Onvermijdelijke keuzes

  • 2 min.
  • Voorwoord
Portretfoto (kleur) Machteld Wymenga
Beeld: Gerard van Bree

Bij het schrijven van dit voorwoord staat er een drukke maand voor de deur. De kwartiermaker van het Integraal Zorgakkoord (IZA) zal rond 5 april een concept-plan van aanpak over netwerk- en expertzorg presenteren. Dit plan kan grote impact hebben op onze patiënten en ook op onze werkzaamheden. Naar verwachting zullen in de eerste tranche vijf à zeven tumortypes onder de loep genomen worden. Wellicht is het goed om te noemen dat – in tegenstelling tot wat veel oncologen denken – de NVMO geen directe partner is in het IZA-traject. Via de Nederlandse Internisten Vereniging en via het platform SONCOS zijn wij via de Federatie Medisch Specialisten vertegenwoordigd.
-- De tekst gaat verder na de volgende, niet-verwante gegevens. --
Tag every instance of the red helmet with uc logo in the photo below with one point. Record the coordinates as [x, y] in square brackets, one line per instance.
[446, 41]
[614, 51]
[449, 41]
We hopen dat er voldoende gelegenheid is om ons perspectief naar voren te brengen. Wat onze patiënten over reizen denken, verwachten we in de zomer te weten. Op 13 en 14 maart was ons landelijke flashmob-onderzoek over reisbereidheid, en deze week stroomden nog steeds papieren enquêteformulieren bij het IKNL binnen. Volgens de eerste schattingen hebben meer dan vierduizend patiënten hun mening gegeven. Echt fantastisch!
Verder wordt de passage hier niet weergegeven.